= William Penhall =

William Penhall (27 October 1858 – 3 August 1882) was an English mountaineer.

==Life and family==
The son of Dr John Penhall MRCS LSA (born 1833 at St Pancras, Middlesex, in 1871 a general practitioner in Hastings, Sussex), Penhall was educated at Trinity College, Cambridge, where he graduated BA in 1881. At the time of the 1881 census, he was enumerated at Trinity, giving his place of birth as Hastings, Sussex, and his occupation as "No Occ."

==Alpinism==

===First ascents===
Penhall made the first ascent of a number of peaks and routes in the Alps during the silver age of alpinism.

Together with Martin Conway, G. S. Scriven and guides Ferdinand Imseng and Peter and M. Truffer he made the first ascent (in two and a half hours) of the west face of the Zinalrothorn in August 1878. With Albert Frederick Mummery and guides Alexander Burgener and Ferdinand Imseng he made the first ascent of the Dürrenhorn on 7 September 1879.

Penhall was involved in a race with Mummery to be the first to climb the Zmutt ridge of the Matterhorn, a race which Mummery eventually won. According to Penhall, his interest in finding a new way up the mountain had been kindled by Edward Whymper's account of the successful first ascent in 1865 in Scrambles amongst the Alps. As Mummery and Burgener approached the mountain to attempt the ridge they met Penhall, and guides Ferdinand Imseng and Louis Zurbrücken, who had retreated from the mountain after a bad-weather bivouac on the ridge. After a brief rest in Zermatt, Penhall returned to the Matterhorn, making the first ascent of its west face on 3 September 1879, a harder climb than the Zmutt ridge; his party reached the summit one hour after Mummery's.
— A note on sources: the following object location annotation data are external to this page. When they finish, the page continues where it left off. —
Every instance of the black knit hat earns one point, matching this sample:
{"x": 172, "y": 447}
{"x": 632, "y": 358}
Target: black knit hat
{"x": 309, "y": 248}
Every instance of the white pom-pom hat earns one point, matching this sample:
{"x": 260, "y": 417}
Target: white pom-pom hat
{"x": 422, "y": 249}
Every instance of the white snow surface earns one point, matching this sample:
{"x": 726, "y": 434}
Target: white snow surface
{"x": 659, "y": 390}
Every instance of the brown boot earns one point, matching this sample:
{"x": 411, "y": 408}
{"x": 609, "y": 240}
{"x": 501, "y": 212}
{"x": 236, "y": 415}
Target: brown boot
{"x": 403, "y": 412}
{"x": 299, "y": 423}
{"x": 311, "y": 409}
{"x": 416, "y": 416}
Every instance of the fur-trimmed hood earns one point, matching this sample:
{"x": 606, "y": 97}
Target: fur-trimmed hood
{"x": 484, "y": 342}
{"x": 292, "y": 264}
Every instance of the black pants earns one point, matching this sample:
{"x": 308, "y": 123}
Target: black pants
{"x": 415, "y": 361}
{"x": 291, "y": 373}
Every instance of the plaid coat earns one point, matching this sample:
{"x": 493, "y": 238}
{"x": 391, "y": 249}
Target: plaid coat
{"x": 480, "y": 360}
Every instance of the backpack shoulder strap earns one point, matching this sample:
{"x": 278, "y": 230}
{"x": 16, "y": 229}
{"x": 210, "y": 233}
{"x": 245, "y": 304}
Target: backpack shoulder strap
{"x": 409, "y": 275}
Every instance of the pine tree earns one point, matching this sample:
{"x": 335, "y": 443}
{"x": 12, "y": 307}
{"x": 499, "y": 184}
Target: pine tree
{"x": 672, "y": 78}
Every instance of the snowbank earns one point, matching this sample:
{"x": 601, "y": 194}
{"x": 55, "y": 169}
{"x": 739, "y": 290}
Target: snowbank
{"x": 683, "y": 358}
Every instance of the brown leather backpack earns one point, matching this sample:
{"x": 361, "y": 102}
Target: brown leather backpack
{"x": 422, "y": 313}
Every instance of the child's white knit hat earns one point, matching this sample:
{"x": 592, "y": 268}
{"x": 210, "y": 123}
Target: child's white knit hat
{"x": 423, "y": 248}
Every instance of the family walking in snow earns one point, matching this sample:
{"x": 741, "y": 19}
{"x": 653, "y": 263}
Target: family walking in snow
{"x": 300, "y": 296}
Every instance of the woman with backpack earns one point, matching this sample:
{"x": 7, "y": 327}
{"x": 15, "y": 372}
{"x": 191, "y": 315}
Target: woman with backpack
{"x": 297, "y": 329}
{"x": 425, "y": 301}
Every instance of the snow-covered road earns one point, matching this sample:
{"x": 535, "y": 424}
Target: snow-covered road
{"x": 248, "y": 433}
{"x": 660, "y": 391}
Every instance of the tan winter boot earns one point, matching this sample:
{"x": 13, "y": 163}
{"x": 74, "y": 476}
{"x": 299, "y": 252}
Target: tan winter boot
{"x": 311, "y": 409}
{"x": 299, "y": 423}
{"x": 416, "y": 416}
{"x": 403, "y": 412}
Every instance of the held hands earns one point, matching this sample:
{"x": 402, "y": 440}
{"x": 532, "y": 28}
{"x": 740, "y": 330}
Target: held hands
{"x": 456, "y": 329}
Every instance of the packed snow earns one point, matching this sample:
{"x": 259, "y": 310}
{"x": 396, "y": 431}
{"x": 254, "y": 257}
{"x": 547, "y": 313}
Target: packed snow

Penhall wrote an account of the west face climb in the Alpine Journal entitled 'The Matterhorn from the Zmutt Glacier'. The Penhall Couloir on the west face is named after him.

===Death===
Penhall and Meiringen guide Andreas Maurer were killed by an avalanche high up on the Wetterhorn on 3 August 1882. Penhall and Maurer share a double gravestone in the Grindelwald cemetery.